Die hohen Kosten dieses Angebots aus Kredit und Bausparvertrag konnten Laien nicht erkennen. Ähnlich wie andere Banken verschwieg die Commerzbank den Effektivzins für die gesamte Laufzeit der Kombination, obwohl diese Angabe seit März 2016 gesetzlich vorgeschrieben ist. Der Zins lag nach unseren Berechnungen bei 2,7 Prozent. Zu dem Zeitpunkt war ein vergleichbarer Kredit schon für rund 1,5 Prozent zu haben.

Dass ein niedriger Zins für eine gute Baufinanzierung entscheidend ist, liegt auf der Hand. In unseren Testfällen macht ein um 0,5 Prozentpunkte besserer Zins im Schnitt eine Ersparnis von fast 20 000 Euro aus. Um eine günstige Finanzierung anzubieten, muss eine Bank nicht unbedingt ihre eigenen Kredite zu Topzinsen verkaufen. Es reicht, wenn sie auf gute Angebote von Kooperationspartnern zurückgreift. Die Frankfurter Volksbank wurde auch deshalb Testsieger, weil sie günstige Kredite der Münchener Hypothekenbank mit Riestergeförderten Darlehen der Bausparkasse Schwäbisch Hall kombinierte.

Kunden müssen verstehen können, was Berater empfehlen. Schließlich geht es um sehr viel Geld. Ein Schmierzettel mit unverständlichen Abkürzungen, wie ihn ein Berater der Sparda Baden-Württemberg aushändigte, reicht natürlich nicht. In jeder fünften Beratung bekamen unsere Tester keine Tilgungspläne und manchmal erfuhren sie nicht einmal, wann sie ihre Schulden voraussichtlich los sein würden. Das Europäische Standardisierte Merkblatt ESIS, das alle wichtigen Kreditkonditionen enthält, händigte nicht einmal jeder dritte Berater aus. Vor Abschluss des Vertrages ist die Bank dazu gesetzlich verpflichtet. Kundenfreundlich wäre es aber, das Blatt schon nach der ersten Beratung mitzugeben. Denn dann können Kunden Angebote verschiedener Banken leichter vergleichen und Fehler wie zu hohe Kreditraten erkennen.

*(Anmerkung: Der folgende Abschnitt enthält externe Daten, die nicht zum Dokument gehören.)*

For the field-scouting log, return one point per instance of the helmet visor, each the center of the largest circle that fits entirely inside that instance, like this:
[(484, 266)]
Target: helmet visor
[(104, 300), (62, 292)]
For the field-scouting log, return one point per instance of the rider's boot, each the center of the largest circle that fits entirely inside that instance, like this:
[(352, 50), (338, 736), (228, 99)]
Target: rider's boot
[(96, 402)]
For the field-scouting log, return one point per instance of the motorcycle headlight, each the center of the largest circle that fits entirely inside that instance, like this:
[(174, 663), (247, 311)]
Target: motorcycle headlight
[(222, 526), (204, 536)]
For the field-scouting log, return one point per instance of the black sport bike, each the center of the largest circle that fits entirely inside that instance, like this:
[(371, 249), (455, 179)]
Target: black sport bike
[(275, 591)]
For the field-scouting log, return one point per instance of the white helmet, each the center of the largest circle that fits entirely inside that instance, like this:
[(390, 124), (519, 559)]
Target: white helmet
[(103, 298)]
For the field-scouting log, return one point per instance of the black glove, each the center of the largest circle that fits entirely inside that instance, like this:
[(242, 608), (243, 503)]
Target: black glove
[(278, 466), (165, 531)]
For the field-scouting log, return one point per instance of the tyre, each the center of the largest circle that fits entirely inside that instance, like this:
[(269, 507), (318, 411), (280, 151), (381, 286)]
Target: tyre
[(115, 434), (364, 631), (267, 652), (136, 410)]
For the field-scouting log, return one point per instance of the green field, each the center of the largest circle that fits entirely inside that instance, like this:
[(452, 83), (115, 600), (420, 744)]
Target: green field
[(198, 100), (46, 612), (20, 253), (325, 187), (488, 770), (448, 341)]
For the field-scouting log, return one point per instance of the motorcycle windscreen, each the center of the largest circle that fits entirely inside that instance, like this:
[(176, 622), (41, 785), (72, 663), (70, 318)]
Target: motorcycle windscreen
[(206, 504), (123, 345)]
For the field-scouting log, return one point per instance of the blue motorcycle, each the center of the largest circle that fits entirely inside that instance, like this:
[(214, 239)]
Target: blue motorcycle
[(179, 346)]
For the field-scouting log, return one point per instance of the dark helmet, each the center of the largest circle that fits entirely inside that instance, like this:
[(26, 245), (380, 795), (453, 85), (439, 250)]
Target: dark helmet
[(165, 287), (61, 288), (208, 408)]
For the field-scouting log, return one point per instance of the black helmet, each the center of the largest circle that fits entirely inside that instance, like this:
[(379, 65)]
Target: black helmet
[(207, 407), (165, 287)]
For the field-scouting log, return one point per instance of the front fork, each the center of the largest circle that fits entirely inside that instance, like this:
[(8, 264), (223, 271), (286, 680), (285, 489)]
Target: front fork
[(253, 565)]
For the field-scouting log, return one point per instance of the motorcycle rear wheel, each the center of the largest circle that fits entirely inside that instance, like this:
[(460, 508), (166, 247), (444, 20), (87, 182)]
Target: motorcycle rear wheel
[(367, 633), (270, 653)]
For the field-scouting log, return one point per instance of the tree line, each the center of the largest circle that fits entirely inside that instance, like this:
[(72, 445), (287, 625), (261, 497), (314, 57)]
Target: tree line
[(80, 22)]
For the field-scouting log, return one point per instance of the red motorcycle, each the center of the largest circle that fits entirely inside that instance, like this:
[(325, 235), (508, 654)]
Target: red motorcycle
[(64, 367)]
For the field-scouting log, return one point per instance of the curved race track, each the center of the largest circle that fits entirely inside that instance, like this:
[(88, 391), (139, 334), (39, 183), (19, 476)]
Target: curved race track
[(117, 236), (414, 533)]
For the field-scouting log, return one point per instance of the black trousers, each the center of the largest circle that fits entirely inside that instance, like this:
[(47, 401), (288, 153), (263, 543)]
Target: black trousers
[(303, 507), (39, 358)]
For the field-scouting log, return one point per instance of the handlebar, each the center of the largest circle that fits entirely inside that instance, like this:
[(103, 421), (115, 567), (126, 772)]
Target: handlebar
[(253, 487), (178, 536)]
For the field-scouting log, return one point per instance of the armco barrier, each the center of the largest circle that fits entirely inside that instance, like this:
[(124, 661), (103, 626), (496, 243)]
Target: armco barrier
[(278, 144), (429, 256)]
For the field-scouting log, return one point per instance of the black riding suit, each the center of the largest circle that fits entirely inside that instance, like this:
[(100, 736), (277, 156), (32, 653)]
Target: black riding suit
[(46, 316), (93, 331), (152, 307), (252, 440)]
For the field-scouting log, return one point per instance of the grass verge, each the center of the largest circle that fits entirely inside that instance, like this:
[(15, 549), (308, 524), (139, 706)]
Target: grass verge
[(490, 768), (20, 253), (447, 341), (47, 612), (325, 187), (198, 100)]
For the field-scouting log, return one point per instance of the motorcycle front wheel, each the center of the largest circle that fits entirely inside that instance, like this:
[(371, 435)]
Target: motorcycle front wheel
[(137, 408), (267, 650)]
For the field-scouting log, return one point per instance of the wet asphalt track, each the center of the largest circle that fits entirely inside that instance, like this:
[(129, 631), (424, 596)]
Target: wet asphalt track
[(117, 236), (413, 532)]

Neben vielen kritischen Punkten gibt es aber auch Positives. Die meisten Berater empfahlen eine Zinsbindung von 15 oder 20 Jahren. Solche langen Laufzeiten sind im aktuellen Zinstief sinnvoll. Wichtig ist es, dass der Kreditnehmer trotzdem noch flexibel bleibt und zwischendurch Sondertilgungen leisten oder die Tilgungsrate verändern kann. Dann passt sich der Kredit ein Stück weit Veränderungen im Leben an.

Gute Beratung ist kein Zufall, sondern hat System. Der Testsieger, die Frankfurter Volksbank, schnitt bereits in unserem Beratungstest im Jahr 2013 am besten ab. Und sie lag auch vorn im Test der Anlageberatung der Banken im vergangenen Jahr. In den Gesprächen wurde deutlich, dass die Berater einem einheitlichen Standard folgen. Die Testkunden erfuhren sofort, dass es noch ein zweites Gespräch geben würde. Die Berater erfassten systematisch die Kundensituation und entwickelten im Gespräch das Gerüst der Finanzierung. Sie schickten dem Kunden anschließend einen schriftlichen Vorschlag und begründeten ihre Empfehlungen. Die Kunden erhielten übersichtliche Informationen und konnten sich gut auf das nächste Gespräch vorbereiten.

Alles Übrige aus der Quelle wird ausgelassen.